Mine lifetimes can be extended dramatically when the focus of mine site development heads underground. Mining jobs can be created for decades as new discoveries are made and the demand for precious resources like coal, gold, copper and silver increases.

Methods of accessing underground resources

One of the most cost-effective methods of `going underground` for many of the world`s mining companies, including Australian mining operations, is to use the decline method, where a natural gradient is used to sink a roadway/tunnel into the earth to reach the resource rich seams.

Once the main access tunnels have been constructed, development of the internal mine infrastructure can take place. Depending on the size of the resources to be mined, the excavated materials can be transported to the surface using underground mining trucks. In the case where longer access to the resource is required, large networks of conveyor systems can efficiently transport the ore to the surface.

Sinking large shafts into the earth to get to the untapped resources can be expensive and a lot more involved owing to the sheer enormity of the challenges of mining, extraction and processing. The engineering work is complex and involves developing a labyrinth of vertical and horizontal tunnels to access the resources.

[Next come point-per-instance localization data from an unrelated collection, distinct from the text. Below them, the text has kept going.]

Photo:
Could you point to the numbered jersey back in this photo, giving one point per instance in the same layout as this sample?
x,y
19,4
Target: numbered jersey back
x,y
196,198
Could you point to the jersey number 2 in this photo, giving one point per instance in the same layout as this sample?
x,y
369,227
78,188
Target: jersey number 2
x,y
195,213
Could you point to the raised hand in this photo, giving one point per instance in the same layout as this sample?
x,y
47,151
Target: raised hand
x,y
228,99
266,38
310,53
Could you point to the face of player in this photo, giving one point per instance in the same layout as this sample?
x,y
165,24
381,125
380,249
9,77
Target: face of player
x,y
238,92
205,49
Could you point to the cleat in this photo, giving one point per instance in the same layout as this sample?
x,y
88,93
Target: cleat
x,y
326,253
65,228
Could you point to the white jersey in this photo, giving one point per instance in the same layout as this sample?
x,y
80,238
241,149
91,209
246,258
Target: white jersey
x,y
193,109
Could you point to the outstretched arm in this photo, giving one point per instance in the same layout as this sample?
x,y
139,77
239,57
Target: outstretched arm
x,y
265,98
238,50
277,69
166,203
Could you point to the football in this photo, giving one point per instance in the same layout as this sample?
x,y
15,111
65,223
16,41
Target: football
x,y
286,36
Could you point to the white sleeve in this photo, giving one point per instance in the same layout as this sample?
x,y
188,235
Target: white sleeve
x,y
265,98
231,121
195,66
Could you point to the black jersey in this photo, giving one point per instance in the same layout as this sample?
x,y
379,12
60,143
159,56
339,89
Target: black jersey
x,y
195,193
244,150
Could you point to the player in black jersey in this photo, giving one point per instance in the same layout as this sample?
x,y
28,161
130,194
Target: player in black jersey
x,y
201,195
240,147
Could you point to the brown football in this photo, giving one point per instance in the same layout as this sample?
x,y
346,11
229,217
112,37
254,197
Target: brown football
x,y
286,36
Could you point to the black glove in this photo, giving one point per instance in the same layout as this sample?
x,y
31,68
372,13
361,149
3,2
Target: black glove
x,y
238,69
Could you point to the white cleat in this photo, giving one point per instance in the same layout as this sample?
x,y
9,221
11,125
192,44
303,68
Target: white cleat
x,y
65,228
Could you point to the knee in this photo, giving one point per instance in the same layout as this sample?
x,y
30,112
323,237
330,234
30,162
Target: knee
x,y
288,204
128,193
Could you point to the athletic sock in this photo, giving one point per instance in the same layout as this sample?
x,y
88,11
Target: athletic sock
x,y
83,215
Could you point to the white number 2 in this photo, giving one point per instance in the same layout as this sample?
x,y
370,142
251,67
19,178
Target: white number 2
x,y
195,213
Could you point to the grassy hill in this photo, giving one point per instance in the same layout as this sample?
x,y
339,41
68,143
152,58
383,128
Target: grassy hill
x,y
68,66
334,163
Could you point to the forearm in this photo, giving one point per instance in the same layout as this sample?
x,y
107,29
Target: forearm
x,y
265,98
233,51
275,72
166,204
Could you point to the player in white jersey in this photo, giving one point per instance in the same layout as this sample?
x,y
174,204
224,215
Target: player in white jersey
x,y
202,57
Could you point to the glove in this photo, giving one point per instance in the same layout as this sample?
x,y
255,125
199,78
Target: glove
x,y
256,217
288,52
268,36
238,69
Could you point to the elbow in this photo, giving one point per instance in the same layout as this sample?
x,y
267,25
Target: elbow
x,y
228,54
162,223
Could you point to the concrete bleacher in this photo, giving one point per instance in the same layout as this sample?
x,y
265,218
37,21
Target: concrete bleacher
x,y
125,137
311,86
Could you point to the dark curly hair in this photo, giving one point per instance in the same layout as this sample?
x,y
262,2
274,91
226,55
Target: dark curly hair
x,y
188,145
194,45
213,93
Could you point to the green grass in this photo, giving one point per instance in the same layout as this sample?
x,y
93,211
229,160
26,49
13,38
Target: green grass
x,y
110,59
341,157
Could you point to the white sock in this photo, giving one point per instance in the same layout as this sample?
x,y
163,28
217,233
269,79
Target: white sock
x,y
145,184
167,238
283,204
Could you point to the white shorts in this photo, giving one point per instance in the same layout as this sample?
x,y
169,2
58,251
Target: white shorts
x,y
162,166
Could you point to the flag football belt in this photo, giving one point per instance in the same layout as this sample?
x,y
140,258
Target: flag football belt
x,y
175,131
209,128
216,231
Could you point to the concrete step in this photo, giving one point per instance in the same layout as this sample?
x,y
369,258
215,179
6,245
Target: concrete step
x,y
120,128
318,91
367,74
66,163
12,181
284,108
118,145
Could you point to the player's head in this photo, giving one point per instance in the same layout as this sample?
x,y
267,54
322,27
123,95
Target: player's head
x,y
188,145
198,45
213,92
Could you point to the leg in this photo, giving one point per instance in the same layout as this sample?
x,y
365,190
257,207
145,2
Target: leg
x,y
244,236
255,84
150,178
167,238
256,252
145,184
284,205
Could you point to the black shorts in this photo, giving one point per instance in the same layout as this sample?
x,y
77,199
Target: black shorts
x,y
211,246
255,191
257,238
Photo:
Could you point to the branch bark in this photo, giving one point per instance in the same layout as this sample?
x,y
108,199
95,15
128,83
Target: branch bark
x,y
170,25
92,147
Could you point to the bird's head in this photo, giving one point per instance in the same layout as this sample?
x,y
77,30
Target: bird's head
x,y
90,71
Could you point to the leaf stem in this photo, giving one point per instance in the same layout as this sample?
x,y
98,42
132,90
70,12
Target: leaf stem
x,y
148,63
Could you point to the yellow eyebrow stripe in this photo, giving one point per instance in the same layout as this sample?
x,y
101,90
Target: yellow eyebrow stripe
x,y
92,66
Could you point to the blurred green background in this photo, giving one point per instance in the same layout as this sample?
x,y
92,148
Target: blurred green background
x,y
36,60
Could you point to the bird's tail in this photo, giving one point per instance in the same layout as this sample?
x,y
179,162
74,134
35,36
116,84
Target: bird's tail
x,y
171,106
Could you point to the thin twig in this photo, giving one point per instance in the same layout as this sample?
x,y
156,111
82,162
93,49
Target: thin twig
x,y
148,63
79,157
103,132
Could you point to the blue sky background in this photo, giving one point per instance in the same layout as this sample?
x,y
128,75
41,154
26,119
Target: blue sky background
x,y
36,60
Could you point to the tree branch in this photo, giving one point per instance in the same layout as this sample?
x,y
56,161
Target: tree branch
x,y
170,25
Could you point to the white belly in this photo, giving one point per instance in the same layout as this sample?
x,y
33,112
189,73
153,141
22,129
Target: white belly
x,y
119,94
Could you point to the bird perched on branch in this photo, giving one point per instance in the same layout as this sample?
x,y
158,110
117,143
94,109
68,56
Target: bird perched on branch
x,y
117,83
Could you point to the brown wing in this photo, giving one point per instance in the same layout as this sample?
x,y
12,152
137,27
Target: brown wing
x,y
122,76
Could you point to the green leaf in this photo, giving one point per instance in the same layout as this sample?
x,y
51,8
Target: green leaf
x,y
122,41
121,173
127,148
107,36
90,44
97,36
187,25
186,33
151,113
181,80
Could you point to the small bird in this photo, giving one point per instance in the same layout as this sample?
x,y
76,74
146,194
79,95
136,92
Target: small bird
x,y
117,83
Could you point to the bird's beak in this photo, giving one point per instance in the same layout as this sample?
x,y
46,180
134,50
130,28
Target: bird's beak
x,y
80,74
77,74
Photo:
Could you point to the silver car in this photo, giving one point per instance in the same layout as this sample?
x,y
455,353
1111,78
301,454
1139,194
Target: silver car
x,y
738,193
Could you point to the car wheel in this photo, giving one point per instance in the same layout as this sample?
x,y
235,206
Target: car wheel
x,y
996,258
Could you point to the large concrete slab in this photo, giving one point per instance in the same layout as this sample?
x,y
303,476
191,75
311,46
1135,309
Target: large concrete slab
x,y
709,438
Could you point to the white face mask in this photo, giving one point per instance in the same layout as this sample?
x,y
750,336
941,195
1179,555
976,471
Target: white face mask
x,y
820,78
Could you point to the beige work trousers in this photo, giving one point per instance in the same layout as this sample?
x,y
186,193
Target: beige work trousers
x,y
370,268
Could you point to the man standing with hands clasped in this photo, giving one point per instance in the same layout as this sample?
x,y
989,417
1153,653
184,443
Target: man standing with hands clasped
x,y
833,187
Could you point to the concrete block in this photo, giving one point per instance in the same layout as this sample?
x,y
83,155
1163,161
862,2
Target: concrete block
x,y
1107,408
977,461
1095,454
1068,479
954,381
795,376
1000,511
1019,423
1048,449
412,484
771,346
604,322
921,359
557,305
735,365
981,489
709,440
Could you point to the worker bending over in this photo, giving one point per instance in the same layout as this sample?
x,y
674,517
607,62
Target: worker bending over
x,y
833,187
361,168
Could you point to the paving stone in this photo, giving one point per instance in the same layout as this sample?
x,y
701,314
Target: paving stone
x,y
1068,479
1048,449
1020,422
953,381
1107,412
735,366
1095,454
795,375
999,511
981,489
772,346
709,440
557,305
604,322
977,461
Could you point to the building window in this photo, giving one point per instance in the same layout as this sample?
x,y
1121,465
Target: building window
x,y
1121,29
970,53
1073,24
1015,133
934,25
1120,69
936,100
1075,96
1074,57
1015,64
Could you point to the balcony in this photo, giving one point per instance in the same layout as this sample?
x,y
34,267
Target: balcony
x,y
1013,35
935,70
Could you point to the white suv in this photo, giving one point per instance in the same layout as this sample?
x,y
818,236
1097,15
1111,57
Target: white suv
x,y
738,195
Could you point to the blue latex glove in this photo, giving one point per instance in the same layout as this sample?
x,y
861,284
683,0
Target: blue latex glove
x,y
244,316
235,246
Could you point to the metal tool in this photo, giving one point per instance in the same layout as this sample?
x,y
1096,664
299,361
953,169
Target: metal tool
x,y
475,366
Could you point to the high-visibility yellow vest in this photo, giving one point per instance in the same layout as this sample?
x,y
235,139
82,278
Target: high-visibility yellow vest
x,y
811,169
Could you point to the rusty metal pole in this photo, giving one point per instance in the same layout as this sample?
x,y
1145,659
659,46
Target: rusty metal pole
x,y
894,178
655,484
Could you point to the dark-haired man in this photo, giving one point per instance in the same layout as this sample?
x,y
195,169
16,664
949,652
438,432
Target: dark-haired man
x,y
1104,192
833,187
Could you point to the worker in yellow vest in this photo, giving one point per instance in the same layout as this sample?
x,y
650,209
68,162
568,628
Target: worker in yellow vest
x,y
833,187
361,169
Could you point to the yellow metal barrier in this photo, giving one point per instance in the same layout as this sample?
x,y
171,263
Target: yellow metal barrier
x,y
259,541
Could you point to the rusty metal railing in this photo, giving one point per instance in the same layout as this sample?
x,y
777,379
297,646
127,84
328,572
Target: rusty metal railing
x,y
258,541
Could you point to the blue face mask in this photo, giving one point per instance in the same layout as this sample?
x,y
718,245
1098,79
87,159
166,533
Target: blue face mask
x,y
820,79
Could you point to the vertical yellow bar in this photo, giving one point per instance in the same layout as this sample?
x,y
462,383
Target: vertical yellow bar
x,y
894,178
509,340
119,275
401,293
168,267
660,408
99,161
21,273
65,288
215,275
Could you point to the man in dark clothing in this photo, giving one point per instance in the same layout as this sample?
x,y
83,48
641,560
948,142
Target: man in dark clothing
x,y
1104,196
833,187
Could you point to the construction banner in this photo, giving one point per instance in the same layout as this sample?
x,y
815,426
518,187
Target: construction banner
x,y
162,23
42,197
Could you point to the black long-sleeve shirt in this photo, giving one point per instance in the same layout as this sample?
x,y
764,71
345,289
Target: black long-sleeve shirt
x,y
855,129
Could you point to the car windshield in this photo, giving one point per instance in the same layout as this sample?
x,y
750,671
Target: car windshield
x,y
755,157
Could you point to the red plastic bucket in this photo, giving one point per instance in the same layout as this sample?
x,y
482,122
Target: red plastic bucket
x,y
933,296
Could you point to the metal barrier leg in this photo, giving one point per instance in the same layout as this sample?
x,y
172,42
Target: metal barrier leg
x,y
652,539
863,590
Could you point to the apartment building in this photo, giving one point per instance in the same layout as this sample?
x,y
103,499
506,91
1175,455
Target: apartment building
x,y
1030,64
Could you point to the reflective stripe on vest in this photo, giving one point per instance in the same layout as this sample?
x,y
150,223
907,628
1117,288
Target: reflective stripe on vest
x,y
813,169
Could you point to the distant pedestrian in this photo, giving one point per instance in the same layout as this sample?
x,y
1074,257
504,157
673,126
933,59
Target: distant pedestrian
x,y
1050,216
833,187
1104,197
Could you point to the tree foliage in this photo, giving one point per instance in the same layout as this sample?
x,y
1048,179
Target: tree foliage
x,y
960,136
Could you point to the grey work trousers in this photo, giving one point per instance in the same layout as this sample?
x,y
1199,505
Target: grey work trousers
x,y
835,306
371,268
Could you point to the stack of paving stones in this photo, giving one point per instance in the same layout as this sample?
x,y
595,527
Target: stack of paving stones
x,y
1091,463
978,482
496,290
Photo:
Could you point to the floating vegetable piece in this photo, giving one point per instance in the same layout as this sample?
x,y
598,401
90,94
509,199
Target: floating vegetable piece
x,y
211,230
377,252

Underground mining jobs Australia – big rewards with high risk

Underground mining jobs are specialised and require extensive training in machinery operations and heightened safety awareness.  The engineering and technology demands on underground mining operations are much higher than for surface mining.

When we look at training and qualification for underground mining jobs, the selection and training of the workforce means more time learning and developing practical skills to safely operate machinery, as well as maintaining a risk-free working environment, are high on the agenda for these workers.

Underground mining is not a particularly easy field to get into, although as with most mining jobs,  for those people who have the ability to work in a subterranean environment, the rewards are great – although the risks are higher.